Laser beams are an attractive media thanks to the range available, the ability to hold a lot of information, and the ability to operate without requiring dedicated spectrum. This along with the sheer versatility of being able to set up data links in areas not on the standard grid. However, there are some problems to using lasers.
The biggest challenge is a combination of two factors: the detectors required to run such a system must be very small, and any beam of light tends to widen as it travels through space. The latter means that the beam can eventually be larger than the detector, and by a fairly wide margin. The light can be focused back down to the proper size with the right optics, but that's an expensive process. Facebook's engineers, meanwhile, seem to have developed a workaround that fixes this.

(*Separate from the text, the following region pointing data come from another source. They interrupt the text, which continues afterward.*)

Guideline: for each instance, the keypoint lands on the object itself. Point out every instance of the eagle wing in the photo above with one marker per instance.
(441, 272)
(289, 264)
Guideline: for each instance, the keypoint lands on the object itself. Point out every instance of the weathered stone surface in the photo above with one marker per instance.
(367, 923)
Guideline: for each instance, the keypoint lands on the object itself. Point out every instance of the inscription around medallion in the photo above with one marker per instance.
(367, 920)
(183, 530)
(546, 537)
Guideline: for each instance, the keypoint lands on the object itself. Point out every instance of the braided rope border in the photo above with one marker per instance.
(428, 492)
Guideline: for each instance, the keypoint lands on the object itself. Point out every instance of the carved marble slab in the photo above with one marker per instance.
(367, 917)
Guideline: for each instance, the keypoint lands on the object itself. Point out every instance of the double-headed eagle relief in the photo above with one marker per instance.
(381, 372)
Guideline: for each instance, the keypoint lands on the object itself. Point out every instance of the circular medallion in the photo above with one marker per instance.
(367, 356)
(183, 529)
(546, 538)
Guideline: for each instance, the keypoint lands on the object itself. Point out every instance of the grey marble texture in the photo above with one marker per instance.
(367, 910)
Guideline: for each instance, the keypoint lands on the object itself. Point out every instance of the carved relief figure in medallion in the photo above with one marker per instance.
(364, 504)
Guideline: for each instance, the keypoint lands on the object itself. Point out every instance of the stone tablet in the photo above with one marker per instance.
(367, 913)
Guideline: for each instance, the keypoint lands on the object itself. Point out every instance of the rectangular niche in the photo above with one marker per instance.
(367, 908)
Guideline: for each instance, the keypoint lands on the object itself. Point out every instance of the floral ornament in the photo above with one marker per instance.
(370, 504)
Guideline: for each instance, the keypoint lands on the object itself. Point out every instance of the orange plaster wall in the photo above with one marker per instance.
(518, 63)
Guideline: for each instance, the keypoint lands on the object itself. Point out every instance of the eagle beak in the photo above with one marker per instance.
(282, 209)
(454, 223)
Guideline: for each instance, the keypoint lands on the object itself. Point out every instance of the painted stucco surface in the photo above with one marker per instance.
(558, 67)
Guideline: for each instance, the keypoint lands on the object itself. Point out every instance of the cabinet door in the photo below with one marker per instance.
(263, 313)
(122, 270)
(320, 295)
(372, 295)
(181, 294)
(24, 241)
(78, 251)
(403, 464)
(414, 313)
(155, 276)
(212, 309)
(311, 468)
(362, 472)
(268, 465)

By using fluorescent materials instead of optics, using organic dye molecules that can absorb blue light and essentially turn it into green light coming out, the new green light can be transferred to a photodetector, letting the fibers serve as a kind of relay to the closer photodetector. As a result, Facebook's engineers are not only achieving speeds of 2.1 gigabits per second, but believe that can be boosted still further if the fibers could absorb infrared light instead of blue.

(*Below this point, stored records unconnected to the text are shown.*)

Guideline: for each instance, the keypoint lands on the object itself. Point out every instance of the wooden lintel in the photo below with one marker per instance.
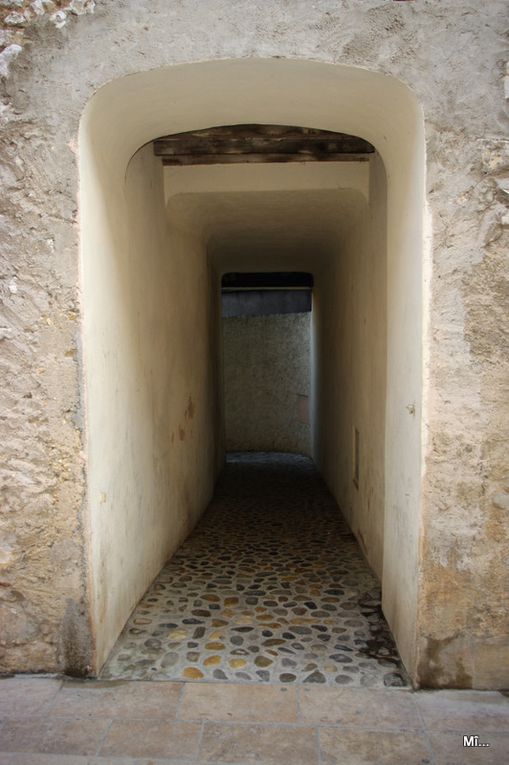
(231, 159)
(260, 143)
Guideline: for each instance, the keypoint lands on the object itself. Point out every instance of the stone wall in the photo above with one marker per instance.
(266, 383)
(451, 54)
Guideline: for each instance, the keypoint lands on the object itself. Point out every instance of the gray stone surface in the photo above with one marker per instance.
(267, 379)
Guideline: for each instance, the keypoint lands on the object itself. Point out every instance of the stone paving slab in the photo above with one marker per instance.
(56, 722)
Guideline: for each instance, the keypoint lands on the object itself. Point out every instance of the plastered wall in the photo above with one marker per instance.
(267, 382)
(150, 382)
(350, 356)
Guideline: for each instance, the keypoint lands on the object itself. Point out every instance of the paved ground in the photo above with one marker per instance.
(54, 722)
(270, 587)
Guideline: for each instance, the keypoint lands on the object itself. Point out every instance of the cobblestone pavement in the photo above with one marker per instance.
(270, 587)
(55, 722)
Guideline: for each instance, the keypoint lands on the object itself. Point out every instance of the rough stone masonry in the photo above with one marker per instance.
(452, 54)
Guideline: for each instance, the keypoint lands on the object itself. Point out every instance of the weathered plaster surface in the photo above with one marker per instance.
(266, 383)
(452, 54)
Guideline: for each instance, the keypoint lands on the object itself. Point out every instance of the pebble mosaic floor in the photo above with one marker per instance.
(270, 587)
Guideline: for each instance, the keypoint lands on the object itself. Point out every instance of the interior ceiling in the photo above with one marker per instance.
(268, 225)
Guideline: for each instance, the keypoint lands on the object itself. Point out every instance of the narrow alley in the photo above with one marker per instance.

Some question the impact of clouds and weather on such a product, but considering the bigger picture—where satellite Internet goes down whenever someone so much as looks at the dish funny—this will likely be a relief to rural residents and similar underserved populations that haven't had many options.
In addition, it is hard to imagine someone putting a bandwidth cap on a service like this. And, if it ever becomes possible to get multi-gigabit Internet access to just about anywhere that can generate a line-of-sight connection somehow—up to and including putting the receiver on a big pole—it's going to be a game-changer.
Internet access has sometimes been tough to come by even in the United States, and developments like this may be just the thing to get everyone online relatively inexpensively. It is certainly an interesting technology to keep up on.